Para representar essa amplitude temática, o Verita se aliou também a Coelho para os trabalhos de produção e mixagem. Por estar imerso também no campo criativo, o profissional soube guiar bem o grupo em suas respectivas propostas de atitudes e assuntos a serem tratados.
No campo sonoro, Fernando Coelho sintetizou bem as emoções transcendidas pelos lirismos em melodias que soam firmes, precisas e consistentes. Dessa forma, a sonoridade consegue passar desde as noções de raiva à compreensão através de uma gama melódica que caminha pelo post-punk, rock alternativo, rock progressivo, stoner rock, heavy metal, hard rock e até mesmo pitadas de lo-fi e indie rock com brisas de bossa nova e huapango.
Fechando o escopo técnico, vem a arte de capa. Assinada por Ancelmo de Castro e Thais Guedes, ela evidencia o nome do grupo sobre uma superfície amadeirada com pouca iluminação. Com uma grafia que suscita desde o folk à atmosfera nórdica, o título, tal qual está posicionado, parece assumir a pose de um personagem teatral em um monólogo de único ato. O ato do pensar. Simples e evidenciando uma grafia delicada, a obra é o puro drama ultrarromântico.

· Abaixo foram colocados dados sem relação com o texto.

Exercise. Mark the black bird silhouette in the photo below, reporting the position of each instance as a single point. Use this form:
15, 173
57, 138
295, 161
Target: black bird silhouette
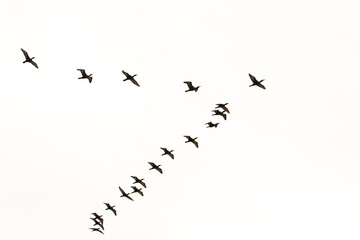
28, 59
223, 106
99, 224
109, 207
210, 125
217, 112
139, 181
136, 190
191, 87
99, 217
256, 82
97, 230
154, 166
190, 139
84, 75
131, 78
125, 194
167, 152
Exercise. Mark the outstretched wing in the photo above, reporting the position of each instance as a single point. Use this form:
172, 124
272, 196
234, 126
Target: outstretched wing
122, 191
126, 74
114, 211
82, 72
34, 63
135, 178
189, 84
253, 79
129, 197
159, 169
142, 183
134, 82
25, 54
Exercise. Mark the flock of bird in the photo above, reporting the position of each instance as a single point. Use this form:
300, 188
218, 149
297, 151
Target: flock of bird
221, 109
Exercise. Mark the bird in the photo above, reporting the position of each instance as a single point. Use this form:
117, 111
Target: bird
136, 190
256, 82
210, 124
84, 75
97, 230
191, 87
28, 59
154, 166
98, 217
190, 139
223, 106
109, 207
139, 181
99, 224
217, 112
167, 152
131, 78
125, 194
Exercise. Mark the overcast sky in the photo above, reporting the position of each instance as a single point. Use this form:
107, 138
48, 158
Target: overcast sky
284, 165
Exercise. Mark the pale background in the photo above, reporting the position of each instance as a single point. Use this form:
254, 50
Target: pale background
285, 165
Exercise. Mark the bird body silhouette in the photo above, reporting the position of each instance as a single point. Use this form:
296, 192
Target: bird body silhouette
28, 58
167, 152
109, 207
191, 87
136, 190
96, 230
154, 166
84, 75
217, 112
190, 139
99, 217
223, 106
137, 180
256, 82
131, 78
211, 125
124, 194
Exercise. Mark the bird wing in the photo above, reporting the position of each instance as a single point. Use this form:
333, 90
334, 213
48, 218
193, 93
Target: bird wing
134, 82
114, 211
126, 74
122, 191
262, 86
135, 178
253, 79
82, 72
34, 63
226, 109
142, 183
25, 54
189, 84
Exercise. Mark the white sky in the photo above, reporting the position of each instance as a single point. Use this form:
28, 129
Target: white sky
285, 165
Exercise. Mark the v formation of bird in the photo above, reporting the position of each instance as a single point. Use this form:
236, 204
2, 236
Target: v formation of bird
221, 109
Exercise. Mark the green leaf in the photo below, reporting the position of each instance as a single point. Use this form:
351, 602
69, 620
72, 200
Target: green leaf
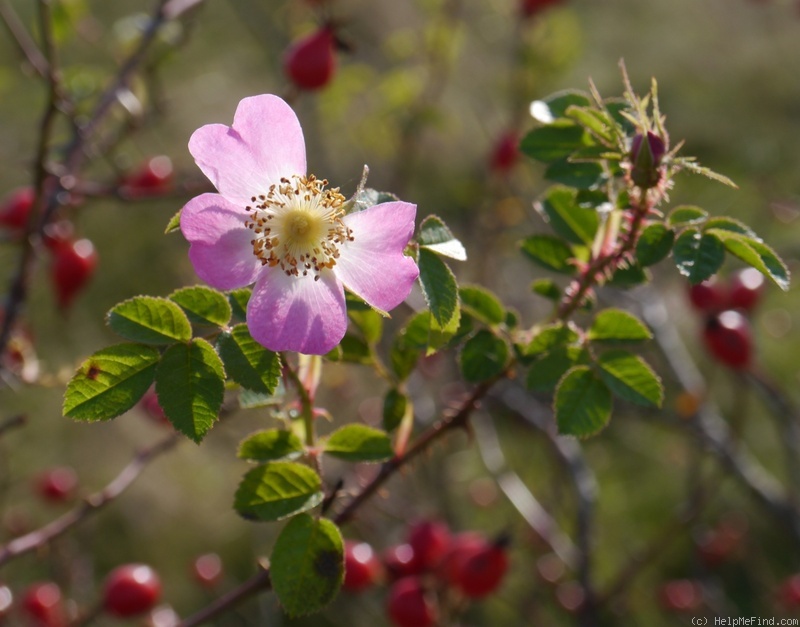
395, 405
190, 383
150, 320
617, 326
698, 169
247, 362
553, 107
757, 254
359, 443
549, 252
685, 215
578, 174
654, 244
270, 445
554, 141
628, 275
403, 359
630, 378
546, 288
698, 256
595, 121
110, 382
582, 403
174, 223
483, 356
307, 565
733, 225
238, 300
277, 490
551, 336
482, 304
203, 305
435, 236
569, 220
545, 373
440, 335
438, 286
351, 349
369, 322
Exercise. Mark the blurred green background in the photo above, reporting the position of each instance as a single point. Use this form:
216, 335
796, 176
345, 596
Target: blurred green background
421, 96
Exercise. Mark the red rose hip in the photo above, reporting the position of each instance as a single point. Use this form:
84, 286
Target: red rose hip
16, 208
480, 569
43, 603
729, 339
361, 566
57, 484
430, 540
408, 604
131, 589
74, 264
310, 62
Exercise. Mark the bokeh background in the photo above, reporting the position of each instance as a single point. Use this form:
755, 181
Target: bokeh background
422, 95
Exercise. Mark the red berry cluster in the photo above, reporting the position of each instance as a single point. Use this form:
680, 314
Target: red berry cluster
153, 177
310, 62
73, 261
422, 571
727, 333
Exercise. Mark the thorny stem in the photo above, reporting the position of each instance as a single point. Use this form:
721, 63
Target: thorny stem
24, 42
53, 182
91, 504
605, 263
261, 580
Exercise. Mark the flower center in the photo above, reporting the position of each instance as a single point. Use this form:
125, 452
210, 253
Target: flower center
298, 226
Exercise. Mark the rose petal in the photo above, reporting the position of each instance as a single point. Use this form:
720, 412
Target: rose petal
264, 144
220, 251
373, 265
297, 313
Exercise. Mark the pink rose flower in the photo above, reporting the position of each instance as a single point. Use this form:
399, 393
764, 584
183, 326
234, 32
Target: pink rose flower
273, 225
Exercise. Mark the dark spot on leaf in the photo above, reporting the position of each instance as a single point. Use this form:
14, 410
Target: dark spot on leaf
329, 564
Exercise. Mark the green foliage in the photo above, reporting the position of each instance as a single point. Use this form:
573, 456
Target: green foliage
550, 336
582, 403
359, 443
395, 406
277, 490
203, 305
307, 564
554, 142
150, 320
698, 256
549, 252
247, 362
110, 382
482, 304
190, 382
616, 325
439, 287
630, 378
483, 357
568, 219
577, 174
434, 235
686, 215
654, 244
270, 445
546, 371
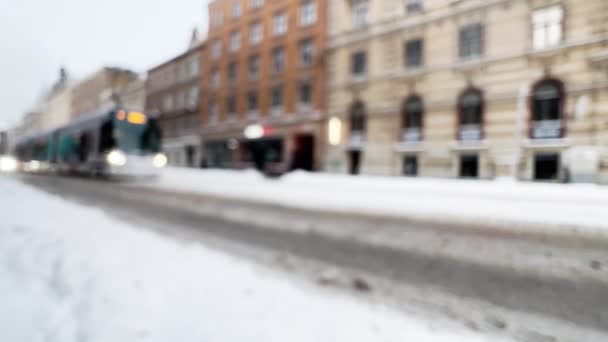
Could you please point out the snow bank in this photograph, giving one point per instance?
(501, 202)
(70, 273)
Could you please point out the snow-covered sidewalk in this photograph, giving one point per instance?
(517, 205)
(71, 273)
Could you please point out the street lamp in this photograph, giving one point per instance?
(334, 131)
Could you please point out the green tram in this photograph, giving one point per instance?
(114, 142)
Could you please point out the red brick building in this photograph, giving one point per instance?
(264, 67)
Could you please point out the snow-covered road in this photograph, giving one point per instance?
(71, 273)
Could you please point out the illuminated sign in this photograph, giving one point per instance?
(121, 115)
(137, 118)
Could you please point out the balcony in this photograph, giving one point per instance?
(547, 129)
(470, 133)
(412, 135)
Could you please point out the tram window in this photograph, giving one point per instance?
(150, 140)
(84, 147)
(106, 138)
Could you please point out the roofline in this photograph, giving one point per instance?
(181, 55)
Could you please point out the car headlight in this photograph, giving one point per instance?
(159, 160)
(8, 164)
(117, 158)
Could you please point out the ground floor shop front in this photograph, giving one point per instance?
(276, 148)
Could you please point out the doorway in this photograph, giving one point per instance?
(469, 166)
(303, 157)
(546, 167)
(354, 162)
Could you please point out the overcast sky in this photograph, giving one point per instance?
(39, 36)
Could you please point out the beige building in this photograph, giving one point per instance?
(469, 88)
(99, 90)
(56, 107)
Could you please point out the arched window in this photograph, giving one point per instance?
(357, 117)
(547, 109)
(470, 107)
(411, 112)
(546, 99)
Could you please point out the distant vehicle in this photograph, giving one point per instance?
(108, 143)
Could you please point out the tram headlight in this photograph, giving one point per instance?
(160, 160)
(8, 164)
(116, 158)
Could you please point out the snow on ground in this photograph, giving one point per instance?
(545, 206)
(71, 273)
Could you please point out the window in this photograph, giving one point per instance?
(193, 96)
(217, 19)
(412, 119)
(308, 13)
(548, 27)
(359, 61)
(232, 72)
(413, 6)
(194, 67)
(470, 107)
(307, 51)
(359, 12)
(410, 166)
(469, 166)
(413, 53)
(236, 9)
(215, 79)
(279, 24)
(278, 59)
(255, 33)
(471, 41)
(547, 111)
(235, 41)
(216, 49)
(254, 67)
(276, 98)
(305, 94)
(213, 113)
(546, 167)
(256, 3)
(181, 72)
(252, 102)
(168, 102)
(357, 117)
(231, 106)
(179, 99)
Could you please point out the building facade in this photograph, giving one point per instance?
(131, 95)
(99, 89)
(264, 84)
(173, 93)
(470, 88)
(56, 108)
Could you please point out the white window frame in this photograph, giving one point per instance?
(215, 79)
(256, 3)
(279, 24)
(306, 45)
(193, 96)
(216, 49)
(235, 41)
(308, 12)
(256, 33)
(360, 13)
(218, 19)
(236, 10)
(274, 59)
(547, 27)
(213, 113)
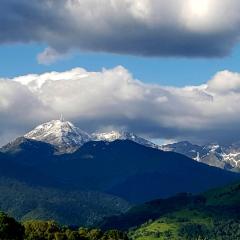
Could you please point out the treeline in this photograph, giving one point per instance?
(10, 229)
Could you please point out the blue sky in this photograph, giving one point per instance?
(172, 43)
(20, 59)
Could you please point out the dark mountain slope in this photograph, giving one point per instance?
(80, 208)
(217, 204)
(123, 168)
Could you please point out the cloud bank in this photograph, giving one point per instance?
(113, 99)
(190, 28)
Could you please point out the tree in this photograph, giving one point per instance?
(10, 229)
(41, 230)
(114, 235)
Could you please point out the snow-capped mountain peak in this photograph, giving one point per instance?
(61, 134)
(122, 135)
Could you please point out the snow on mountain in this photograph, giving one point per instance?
(61, 134)
(226, 157)
(66, 138)
(121, 135)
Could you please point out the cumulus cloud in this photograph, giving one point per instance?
(113, 99)
(49, 56)
(206, 28)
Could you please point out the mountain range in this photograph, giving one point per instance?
(121, 167)
(222, 156)
(67, 138)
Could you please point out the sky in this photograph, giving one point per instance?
(162, 69)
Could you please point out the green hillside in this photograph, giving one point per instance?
(83, 208)
(213, 215)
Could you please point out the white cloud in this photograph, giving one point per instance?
(113, 98)
(49, 56)
(140, 27)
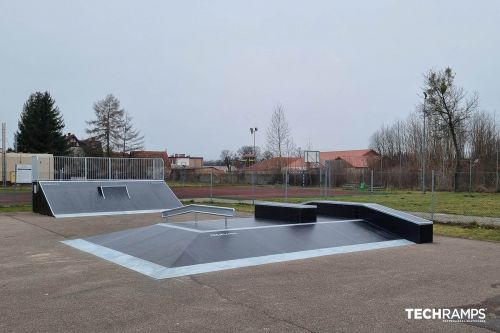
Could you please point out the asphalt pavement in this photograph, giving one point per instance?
(46, 286)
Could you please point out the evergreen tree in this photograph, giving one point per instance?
(130, 138)
(108, 124)
(40, 129)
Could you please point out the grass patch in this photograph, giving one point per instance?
(15, 208)
(468, 231)
(10, 189)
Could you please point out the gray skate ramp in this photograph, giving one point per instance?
(91, 198)
(167, 250)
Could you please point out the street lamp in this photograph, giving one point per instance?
(423, 146)
(253, 131)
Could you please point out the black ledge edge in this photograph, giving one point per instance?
(39, 202)
(410, 227)
(294, 213)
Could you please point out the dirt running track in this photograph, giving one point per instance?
(188, 192)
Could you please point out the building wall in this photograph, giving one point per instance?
(45, 168)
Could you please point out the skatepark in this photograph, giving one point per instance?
(307, 267)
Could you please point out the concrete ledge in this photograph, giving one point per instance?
(295, 213)
(408, 226)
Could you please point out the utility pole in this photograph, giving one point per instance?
(253, 130)
(4, 156)
(423, 146)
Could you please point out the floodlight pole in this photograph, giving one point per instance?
(4, 155)
(253, 130)
(496, 178)
(423, 146)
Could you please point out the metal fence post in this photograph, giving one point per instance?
(109, 168)
(253, 187)
(211, 184)
(433, 196)
(371, 181)
(286, 183)
(85, 168)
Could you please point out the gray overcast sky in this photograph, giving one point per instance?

Lançado em 03 de agosto de 2024 de maneira independente, Verita é um álbum de mente questionadora e reflexiva, de postura firme e imponente, mas de coração dócil e delicado. Um álbum melodicamente multicultural que ensina a arte da gratidão e do autoconhecimento ao mesmo tempo em que instiga os sensos necessários de inconformismo e reivindicação.